We launched the boat into the clear blue water, snow-capped mountains in the distance, the wake of our boat like icy crystals. I tried to de-stress my mind and admire the rich colors of the sunset. The next morning we took the boat out for a longer cruise across the Sound near an island, ready to settle in for some serious salmon fishing.
It was an incredible blue-sky day, a soft breeze blowing and occasional glimpses of seals and whales. I watched the shoreline receed and made a vow to leave my anger and pilferage-recovery schemes on the shore, then pick it all up again when we returned to the campground if I needed to.

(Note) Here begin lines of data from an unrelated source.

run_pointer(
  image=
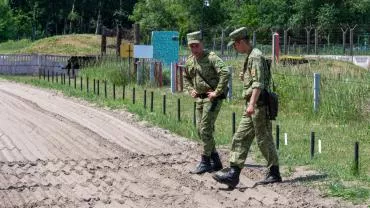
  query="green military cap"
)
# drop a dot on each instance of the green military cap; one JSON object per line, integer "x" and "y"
{"x": 237, "y": 34}
{"x": 194, "y": 37}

As the boat cut cleanly through the water, I decided that I would only let peaceful thoughts into my mind and vowed to try and relish all the beauty and stillness around me.
It was so relaxing. At one point I sat alone at the back of the boat in a little seat next to the heavy, upholstered engine cover. I saw two silver salmon jump out of the water in a arching flash of light. I stood and pointed them out to my son and husband who sat in the front of the boat. I smiled, breathed the fresh air and decided not to sitting back in the small seat where I had been crouched. I leaned back against the upholstery of the engine cover, instantly it exploded and I was thrown in the air, landing in pain on the floor of the boat. I saw orange flames shooting up across the little seat where I had been sitting minutes before.
The fire was battled with an extinguisher, I clamped ice packs on my aching, swelling, bleeding legs while my son and husband kept the boat from taking on too much water. We were rescued, I was treated in an emergency room, miraculously escaping without any broken bones, burns or stitches. I was given crutches and have been hobbling around with them now for a days. My (very ouchy) left leg has deep tisssue damage and bleeding in my calf, and I was told by my local MD to keep down with my foot propped up above my heart for “awhile”.
This lengthy reclining position offers much contemplative time, and a thought occurred to me. Had I not chosen to leave my anger and distracted thinking at the campground shore the mishap may have turned out quite differently. I would have been sitting in that little seat, listlessly running my fingertips through the water ruminating theft-generated anger, fueling my depression and I might not have noticed the breathless beauty of the jumping salmon; I wouldn’t have stood up to share that sight with my family. I would have been still sitting on that small seat staring off into space when the fire exploded from the engine.
So, my thought for the day is–there is value in choosing to be fully present in your life and surroundings. There is value in keeping a calm perspective so you can benefit from the quiet promptings of God.